LEARN HOW TO CLEAN DATA WITH PYTHON

Sharing is caring!

Regular Expressions or RegEx 

A Regular Expression or RegEx is a sequence of characters that creates a search pattern. They are used for analyzing the text files for a specific pattern, validating test results, and finding keywords in webpages or emails. 

RegEx Ranges 

RegEx ranges are used to specify a range of characters that can be matched. Some of the common regular expression ranges are:  

  • [0-9]: match any digit 
  • [A-Z]: match any uppercase letter 
  • [a-z]: match any lowercase letter 
  • [A-Za-z]: match any lowercase or uppercase letter 

Wildcards  

Wildcards in RegEx are denoted with the period.  It can match any single character (symbol, letter, number, or whitespace) in a piece of text.  

An example of this would be the regular expression ……… It will match the text marsupial, orangutan, or any other 9-character text. 

Shorthand Character  

Shorthand character classes can help in simplifying the writing of regular expressions. For example, 

  • \w indicates the regex range [A-Za-z0-9_] 
  • \d indicates [0-9] 
  • \W indicates [^A-Za-z0-9_] matching any character not included by \w 
  • \D indicates [^0-9] matching any character not included by \d 

Kleene Star & Kleene Plus  

In Regular expressions, the Kleene star (*) represents that the preceding character can occur 0 or more times. An example for this would be meo*w. It will match mew, meow, meooow, and meoooooooooooow 

The Kleene plus (+) represents that the preceding character can occur 1 or more times. For example, meo+w will match meooow, meoooooooooooow, and meow but not mew. 

Grouping  

Grouping in RegEx is achieved by open (and close parenthesis).  

For example, the RegEx I love (baboons|gorillas) will match the text I love baboons and I love gorillas, as the grouping restricts the reach of the | to the text within the parentheses. 

Optional Quantifiers  

Optional quantifiers are represented by a question mark? in regular expressions. The question mark implies that a character can appear either 0 or 1 time.  

For example, the regular expression humou?r will match the texts humour and humor. 

Character Sets  

Character sets in regular expressions are represented by a pair of brackets []. It will match any characters contained within the brackets. 

An example of this would be the regular expression con[sc]en[sc]us. It will match any of these texts: consencus, concencus, consensus, consensus. 

Literals  

The literals in regular expressions are the simplest characters. It will be matched with the exact text of the literals. 

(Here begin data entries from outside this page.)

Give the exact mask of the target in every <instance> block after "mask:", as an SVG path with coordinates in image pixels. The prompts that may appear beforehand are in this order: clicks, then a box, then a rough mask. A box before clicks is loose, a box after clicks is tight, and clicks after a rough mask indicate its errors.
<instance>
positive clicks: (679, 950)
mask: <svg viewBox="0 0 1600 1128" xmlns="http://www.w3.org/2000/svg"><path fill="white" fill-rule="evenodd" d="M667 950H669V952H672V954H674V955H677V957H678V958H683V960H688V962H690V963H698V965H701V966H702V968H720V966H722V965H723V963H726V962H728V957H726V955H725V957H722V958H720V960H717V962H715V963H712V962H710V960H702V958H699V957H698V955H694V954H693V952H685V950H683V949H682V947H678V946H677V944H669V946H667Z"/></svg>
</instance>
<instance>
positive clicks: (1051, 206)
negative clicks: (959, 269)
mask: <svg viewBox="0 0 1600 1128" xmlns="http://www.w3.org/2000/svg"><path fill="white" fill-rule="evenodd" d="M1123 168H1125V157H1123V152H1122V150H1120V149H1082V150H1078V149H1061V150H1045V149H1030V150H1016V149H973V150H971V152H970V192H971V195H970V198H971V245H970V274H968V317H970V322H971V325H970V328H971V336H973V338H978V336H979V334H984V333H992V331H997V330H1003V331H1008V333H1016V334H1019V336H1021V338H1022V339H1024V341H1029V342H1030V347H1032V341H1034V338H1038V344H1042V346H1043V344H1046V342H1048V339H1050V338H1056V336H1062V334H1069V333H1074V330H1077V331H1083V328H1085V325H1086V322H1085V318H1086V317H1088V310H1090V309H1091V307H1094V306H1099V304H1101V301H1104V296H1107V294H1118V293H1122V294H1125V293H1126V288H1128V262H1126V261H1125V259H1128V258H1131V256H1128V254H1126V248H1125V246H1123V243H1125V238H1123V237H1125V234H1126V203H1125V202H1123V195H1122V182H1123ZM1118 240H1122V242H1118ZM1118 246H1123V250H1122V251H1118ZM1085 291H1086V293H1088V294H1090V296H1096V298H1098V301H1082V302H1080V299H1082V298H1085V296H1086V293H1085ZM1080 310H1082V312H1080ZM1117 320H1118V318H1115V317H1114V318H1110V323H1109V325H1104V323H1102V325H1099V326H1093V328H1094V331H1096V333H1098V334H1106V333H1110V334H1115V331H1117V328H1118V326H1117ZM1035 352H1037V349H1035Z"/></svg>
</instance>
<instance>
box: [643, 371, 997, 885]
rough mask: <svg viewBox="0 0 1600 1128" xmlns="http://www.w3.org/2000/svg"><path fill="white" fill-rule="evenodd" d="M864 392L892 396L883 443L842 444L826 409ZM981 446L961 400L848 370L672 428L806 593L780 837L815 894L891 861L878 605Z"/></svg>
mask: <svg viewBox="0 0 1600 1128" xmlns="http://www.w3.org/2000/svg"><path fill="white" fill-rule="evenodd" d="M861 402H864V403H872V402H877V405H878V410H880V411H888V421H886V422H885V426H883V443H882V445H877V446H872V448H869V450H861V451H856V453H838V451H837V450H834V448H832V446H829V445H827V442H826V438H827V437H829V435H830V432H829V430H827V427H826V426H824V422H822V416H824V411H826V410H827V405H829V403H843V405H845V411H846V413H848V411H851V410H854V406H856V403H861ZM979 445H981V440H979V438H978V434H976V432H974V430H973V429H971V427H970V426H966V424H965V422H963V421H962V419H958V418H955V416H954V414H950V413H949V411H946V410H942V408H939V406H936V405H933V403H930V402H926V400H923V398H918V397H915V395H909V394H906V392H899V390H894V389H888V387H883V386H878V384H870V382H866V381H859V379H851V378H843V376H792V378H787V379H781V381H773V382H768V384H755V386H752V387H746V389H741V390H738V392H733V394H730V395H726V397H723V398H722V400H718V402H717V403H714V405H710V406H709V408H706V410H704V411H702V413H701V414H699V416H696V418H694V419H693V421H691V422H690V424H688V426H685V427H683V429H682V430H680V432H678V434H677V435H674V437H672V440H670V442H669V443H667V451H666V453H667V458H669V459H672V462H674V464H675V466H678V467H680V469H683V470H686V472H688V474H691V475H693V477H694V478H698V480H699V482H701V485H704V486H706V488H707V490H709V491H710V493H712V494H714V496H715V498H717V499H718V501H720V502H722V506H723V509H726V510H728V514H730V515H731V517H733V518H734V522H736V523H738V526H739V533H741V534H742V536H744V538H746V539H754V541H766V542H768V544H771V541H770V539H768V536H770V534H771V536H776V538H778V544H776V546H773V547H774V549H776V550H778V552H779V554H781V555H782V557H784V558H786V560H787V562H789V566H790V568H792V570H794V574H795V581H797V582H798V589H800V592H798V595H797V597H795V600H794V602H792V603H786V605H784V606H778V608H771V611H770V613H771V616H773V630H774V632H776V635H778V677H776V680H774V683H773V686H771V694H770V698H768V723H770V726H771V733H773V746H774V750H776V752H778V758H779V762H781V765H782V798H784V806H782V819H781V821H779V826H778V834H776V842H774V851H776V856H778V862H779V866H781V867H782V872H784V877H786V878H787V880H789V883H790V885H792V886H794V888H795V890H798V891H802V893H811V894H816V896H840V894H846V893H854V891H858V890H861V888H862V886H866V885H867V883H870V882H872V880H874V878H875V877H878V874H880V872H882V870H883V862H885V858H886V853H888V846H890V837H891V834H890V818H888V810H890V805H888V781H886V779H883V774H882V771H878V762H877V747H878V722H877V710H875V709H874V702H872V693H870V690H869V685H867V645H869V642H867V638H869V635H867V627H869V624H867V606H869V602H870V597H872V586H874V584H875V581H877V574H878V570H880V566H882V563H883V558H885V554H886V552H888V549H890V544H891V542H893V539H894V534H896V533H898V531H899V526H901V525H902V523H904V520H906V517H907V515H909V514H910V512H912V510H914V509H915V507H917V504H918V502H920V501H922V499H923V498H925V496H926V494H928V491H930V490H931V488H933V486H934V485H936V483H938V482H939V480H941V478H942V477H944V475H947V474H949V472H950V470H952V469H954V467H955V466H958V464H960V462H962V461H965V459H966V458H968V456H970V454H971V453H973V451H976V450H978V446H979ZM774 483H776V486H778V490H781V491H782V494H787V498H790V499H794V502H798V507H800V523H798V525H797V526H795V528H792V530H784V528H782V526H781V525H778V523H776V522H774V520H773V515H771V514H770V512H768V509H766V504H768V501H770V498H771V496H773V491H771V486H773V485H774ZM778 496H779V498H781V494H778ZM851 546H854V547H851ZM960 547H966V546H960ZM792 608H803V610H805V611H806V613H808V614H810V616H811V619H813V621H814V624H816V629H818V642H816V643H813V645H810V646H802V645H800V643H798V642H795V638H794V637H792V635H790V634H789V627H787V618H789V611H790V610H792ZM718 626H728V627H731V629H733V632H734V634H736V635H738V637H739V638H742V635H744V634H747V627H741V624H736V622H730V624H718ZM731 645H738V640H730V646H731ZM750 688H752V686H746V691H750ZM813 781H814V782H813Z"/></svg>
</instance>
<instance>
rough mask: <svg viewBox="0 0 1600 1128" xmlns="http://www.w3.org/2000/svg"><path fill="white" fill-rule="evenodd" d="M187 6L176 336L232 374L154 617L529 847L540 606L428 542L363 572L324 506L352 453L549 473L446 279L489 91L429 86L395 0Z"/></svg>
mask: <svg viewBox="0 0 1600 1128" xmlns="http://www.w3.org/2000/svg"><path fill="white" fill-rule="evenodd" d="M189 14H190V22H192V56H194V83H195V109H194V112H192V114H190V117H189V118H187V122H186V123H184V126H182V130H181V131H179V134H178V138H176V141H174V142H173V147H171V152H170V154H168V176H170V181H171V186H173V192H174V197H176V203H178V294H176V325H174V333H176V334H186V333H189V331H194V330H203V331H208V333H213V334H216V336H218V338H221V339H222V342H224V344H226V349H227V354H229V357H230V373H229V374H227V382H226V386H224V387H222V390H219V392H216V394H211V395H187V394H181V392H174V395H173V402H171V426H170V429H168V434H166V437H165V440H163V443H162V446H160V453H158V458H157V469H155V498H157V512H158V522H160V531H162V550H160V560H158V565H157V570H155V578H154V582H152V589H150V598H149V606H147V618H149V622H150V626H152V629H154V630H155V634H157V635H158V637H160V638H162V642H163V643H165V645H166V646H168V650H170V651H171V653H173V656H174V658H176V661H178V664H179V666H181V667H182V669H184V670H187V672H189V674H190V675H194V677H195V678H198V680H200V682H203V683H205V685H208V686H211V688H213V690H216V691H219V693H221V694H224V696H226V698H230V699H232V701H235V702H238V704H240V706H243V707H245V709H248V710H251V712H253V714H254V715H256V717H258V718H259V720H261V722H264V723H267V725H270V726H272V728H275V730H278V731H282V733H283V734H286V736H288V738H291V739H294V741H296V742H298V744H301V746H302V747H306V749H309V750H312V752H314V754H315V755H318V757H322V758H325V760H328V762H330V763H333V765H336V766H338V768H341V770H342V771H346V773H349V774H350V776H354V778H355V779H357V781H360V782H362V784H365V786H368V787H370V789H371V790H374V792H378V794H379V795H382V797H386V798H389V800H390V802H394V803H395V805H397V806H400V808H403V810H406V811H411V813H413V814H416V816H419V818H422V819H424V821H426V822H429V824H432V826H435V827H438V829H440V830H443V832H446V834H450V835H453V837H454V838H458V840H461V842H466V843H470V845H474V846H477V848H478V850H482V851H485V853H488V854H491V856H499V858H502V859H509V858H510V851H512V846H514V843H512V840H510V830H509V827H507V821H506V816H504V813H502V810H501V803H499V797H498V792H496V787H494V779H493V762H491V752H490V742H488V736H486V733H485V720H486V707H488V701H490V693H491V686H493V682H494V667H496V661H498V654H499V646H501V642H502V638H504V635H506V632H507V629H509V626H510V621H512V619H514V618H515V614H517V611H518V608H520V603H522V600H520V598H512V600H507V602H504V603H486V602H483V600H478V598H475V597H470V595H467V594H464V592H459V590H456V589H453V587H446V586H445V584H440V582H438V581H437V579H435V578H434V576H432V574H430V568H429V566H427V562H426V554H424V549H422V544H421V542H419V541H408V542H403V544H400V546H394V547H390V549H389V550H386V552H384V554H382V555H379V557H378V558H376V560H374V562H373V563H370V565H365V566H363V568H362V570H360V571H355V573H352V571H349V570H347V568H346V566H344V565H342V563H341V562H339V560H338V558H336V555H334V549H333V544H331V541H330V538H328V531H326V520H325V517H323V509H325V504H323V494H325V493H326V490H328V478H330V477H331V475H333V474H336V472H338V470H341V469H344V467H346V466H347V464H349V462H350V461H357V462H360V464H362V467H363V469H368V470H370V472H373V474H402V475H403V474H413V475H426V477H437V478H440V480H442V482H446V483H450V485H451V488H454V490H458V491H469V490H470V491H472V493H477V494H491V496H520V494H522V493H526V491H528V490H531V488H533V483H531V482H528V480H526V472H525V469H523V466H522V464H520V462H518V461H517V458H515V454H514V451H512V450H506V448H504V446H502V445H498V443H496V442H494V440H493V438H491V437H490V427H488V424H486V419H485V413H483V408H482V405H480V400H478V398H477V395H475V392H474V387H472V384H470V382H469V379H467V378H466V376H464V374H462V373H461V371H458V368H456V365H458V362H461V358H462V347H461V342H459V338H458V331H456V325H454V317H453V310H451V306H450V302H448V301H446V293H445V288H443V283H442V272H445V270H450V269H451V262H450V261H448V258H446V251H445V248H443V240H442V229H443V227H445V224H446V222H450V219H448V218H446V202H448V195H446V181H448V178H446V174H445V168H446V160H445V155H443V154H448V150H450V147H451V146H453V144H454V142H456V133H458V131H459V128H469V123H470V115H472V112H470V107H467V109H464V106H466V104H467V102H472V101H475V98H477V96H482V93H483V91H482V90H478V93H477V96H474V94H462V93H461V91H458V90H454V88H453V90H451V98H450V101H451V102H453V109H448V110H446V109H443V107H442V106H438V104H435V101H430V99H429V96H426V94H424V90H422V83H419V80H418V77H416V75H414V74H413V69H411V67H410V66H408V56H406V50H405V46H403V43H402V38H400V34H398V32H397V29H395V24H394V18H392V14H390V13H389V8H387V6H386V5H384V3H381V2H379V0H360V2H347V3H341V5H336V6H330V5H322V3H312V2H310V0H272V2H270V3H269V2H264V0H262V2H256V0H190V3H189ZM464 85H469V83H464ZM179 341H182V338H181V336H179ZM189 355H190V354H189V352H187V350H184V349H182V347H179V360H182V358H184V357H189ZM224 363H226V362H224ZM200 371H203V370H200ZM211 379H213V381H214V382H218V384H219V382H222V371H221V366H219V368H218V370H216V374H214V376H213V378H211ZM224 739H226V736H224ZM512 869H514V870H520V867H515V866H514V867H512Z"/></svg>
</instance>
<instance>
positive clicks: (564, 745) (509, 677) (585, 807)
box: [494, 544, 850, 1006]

An example of this would be the regex monkey. The regex monkey will match the text monkey. However, it will also match monkey in the text “The monkeys like to eat apples”. 

Fixed Quantifiers  

Fixed quantifiers are represented by curly braces {}. It includes either the exact quantity or the quantity range of characters to be matched.  

An example of this would be the regular expression roa{3}r . It will match the text roaaar. However, the regular expression roa{3,6}r, will match  roaaaaaar, roaaaar,roaaar, roaaaaar. 

Alternation  

Alternation in regular expressions is specified by the pipe symbol |. It can help in the matching of either of two subexpressions. 

An example of this would be the regex baboons|gorillas. It will match the text baboons and gorillas. 

Anchors  

Anchors (hat ^ and dollar sign $) in regular expressions will match the text at the start and the end of a string.  

For example, the regex ^Monkeys: my mortal friend$ will match the text Monkeys: my mortal friend. However, it will not match the text Spider Monkeys: my mortal friend or Monkeys: my mortal friend in the wild. The ^ ensures that the matched text starts with Monkeys, and the $ ensures the matched text ends with friend.